Did you ever hitchhike on yachts? Did you ever sail with someone you met in the internet? Do you think it dangerous to sail with a male you met in the internet?


----------



## DuaneIsing (Jul 10, 2001)

Lizardie,

No and No, to your first two questions. As to the last, it could be just as dangerous or as wonderful as any other method of meeting someone new. I don''t think the Internet plays any role in how that would turn out.

You need to use the same evaluation skills you would use when deciding to do anything with a stranger. Depending upon where you sail, and how long between ports, you may have far fewer options if things go bad than a land-based relationship close to friends and family.

Good luck with your decisions and possible adventure.

Duane


----------



## TSOJOURNER (Dec 16, 1999)

I guess it all depends on your definition of danger. Sailboats rarely sink and not many passengers fall overboard. 

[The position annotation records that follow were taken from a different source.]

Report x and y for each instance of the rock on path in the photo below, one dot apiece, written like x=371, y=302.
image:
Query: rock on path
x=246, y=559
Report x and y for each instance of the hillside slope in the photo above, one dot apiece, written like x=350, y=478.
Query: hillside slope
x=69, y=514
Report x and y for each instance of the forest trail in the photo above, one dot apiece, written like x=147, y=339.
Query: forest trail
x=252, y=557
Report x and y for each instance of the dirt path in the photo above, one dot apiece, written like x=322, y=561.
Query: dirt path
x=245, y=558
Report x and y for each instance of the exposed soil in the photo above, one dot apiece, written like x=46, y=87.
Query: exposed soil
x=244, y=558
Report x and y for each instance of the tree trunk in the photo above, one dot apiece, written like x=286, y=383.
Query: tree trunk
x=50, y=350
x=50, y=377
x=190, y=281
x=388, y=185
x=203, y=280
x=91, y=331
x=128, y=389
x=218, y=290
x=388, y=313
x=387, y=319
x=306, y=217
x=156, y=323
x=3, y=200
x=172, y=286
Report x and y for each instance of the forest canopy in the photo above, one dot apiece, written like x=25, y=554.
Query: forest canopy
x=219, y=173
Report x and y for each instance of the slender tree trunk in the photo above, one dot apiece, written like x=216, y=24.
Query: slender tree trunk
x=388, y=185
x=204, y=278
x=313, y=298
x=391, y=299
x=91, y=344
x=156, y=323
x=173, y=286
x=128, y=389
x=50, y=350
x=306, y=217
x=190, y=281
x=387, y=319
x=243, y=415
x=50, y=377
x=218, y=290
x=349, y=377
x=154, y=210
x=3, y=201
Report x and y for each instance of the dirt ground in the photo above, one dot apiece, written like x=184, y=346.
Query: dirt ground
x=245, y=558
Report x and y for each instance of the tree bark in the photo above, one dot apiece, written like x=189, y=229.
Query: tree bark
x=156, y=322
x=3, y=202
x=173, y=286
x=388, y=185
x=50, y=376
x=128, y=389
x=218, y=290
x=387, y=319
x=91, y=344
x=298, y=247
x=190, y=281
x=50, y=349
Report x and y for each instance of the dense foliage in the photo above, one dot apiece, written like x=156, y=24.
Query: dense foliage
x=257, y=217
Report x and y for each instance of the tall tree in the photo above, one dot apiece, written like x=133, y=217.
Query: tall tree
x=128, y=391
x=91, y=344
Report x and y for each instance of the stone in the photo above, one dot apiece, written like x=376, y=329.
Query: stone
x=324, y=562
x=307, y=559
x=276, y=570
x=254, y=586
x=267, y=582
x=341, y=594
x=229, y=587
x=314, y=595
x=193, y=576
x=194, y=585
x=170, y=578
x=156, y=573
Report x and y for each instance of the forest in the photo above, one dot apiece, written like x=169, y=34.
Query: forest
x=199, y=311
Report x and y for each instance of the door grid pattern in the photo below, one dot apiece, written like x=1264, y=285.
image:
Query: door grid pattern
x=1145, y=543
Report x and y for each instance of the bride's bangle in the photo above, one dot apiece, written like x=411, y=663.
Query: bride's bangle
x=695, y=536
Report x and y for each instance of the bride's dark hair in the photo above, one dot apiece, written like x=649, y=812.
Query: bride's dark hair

If you''re wondering whether he''ll make a pass, he probably will. If that is a concern, go to a movie instead. On the other hand, if you''re looking for romance, I can''t think of a better opportunity.


----------



## lizardie (Jan 31, 2003)

And if i am seeking to gather some nautical miles ? 
Its 22'' boat, and i didn''t see it because its in Tunisia right now. I am finishing my skipper license and want to earn some experience and than maybe go for doing deliveries...


----------



## larlei (Feb 29, 2000)

I too as a female, would feel vulnerable crewing on a stranger''s boat. It''s just not as easy for us as it is for males. I agree with Duane. Evaluate carefully beforehand. And I would add, listen to your intuition (gut feelings). Set absolutely clear boundries so each party knows exactly where they stand. Make sure land friends know who you are with, what boat you are on, and when you will contact them, etc. 

Blue Skies,
LarLei.


----------



## lizardie (Jan 31, 2003)

thanx 4 the answer


----------



## larlei (Feb 29, 2000)

Lizardie, I just read Tania Aebi''s article on intuition in the new March/April edition of "Attitudes and Latitudes" magazine. You might want to pick up a copy a read it. She also recommends a book titled "Untamed Seas" by Deborah Scaling Kiley and Meg Noonan. 

Blue Skies,
LarLei.


----------